On Wednesday Italy’s antitrust authority fined Swiss pharmaceutical giants Novartis AG and Roche Holding AG EURO 92 million and EURO 90.5 million respectively for colluding to prevent the use of a cancer drug as a treatment for a common eye disease. Untreated, wet age-related macular degeneration leads to rapid, irreversible loss of vision. It affects one in three of the over 60s and yet the Italian Society of Ophthalmology estimates that in Italy alone around 100,000 patients have not been given access to the Novartis produced drug Lucentis because of its high cost.

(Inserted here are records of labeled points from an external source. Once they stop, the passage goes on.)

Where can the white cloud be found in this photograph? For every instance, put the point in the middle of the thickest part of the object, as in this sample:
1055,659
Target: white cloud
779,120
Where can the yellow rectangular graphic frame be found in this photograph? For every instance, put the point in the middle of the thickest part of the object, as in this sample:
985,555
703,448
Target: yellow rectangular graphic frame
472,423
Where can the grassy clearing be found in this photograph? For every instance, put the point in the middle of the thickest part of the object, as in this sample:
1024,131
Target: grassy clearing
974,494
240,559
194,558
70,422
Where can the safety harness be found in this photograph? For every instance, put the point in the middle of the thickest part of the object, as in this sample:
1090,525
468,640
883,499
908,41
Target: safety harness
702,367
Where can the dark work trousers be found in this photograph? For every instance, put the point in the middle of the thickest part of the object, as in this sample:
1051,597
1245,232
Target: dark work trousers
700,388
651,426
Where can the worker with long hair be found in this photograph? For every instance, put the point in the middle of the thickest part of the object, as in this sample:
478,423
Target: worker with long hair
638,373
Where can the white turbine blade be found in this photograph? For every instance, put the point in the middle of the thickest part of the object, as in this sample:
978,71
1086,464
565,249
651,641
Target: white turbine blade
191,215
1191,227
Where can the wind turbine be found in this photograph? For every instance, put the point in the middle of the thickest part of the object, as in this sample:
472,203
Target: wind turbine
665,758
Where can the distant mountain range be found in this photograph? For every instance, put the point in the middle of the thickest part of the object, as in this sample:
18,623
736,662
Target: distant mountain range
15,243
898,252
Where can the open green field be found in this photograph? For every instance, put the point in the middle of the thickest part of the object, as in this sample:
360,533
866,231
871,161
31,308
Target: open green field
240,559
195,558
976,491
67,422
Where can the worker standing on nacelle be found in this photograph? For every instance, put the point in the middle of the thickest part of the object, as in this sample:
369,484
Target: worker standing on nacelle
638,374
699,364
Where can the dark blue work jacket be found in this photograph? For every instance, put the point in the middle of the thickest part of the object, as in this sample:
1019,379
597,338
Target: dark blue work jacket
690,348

The two companies are accused of excluding Roche’s Avastin from the market and instead channeling demand towards Lucentis. The drugs are identical, but Avastin costs between EURO 15 and EURO 80 per dose and Lucentis costs EURO 900. The two companies agreed to carve up the market between them. Since 2011 they created an artificial distinction between the two products, registering Avastin only for the treatment of cancer and discouraging patients from using it by presenting it as “more dangerous” than Lucentis. The two multinationals also did everything they could to discredit independent research that showed that the two drugs were identical, according to the Italian authority.
Roche, which controls Genentech, the company that first developed Avastin, collected massive royalties from Novartis for the commercialization of Lucentis, a deal that is estimated to have cost Italy’s health system more than EURO 45 million in 2012 alone, with possible future costs of more than EURO 600 million a year, according to the regulator. It is estimated that replacing Avastin with Lucentis will cost the Italian health service EURO 678.6 million in 2014, as opposed to EURO 63.5 if Avastin is adopted. Clearly it is a problem that does not affect only Italy. France has exclusively adopted Lucentis, at a cost to its health service of EURO 700 million.
In his blog for Repubblica online, health correspondent Michele Bocci argues that the Italian Pharmaceutical Agency (AIFA) should intervene with an ad hoc provision to stop the waste of public funds. “The problem is that the law holds that a pharmaceutical can be used for purposes other than those indicated (as would be the case for Avastin) only if there is no other product indicated for that purpose (here Lucentis).” The law is designed to stop drugs being abused, but is here being manipulated solely for profit.
We all know the arguments about pharmaceutical companies needing to make big profits to justify their spending on R&D. But as Dr. Marcia Angell, former Editor in Chief of the New England Journal of Medicine has pointed out:
“The combined profits for the ten drug companies in the Fortune 500 ($35.9 billion) were more than the profits for all the other 490 businesses put together ($33.7 billion) [in 2002].”
The soaring cost of health care is one of the most crucial problems facing governments in developed countries. With rising life expectancy and low birth rates much of this is inevitable. But authorities like Italy’s AIFA need to be vigilant to stop greedy pharmaceutical companies like Roche and Novartis making the situation even worse.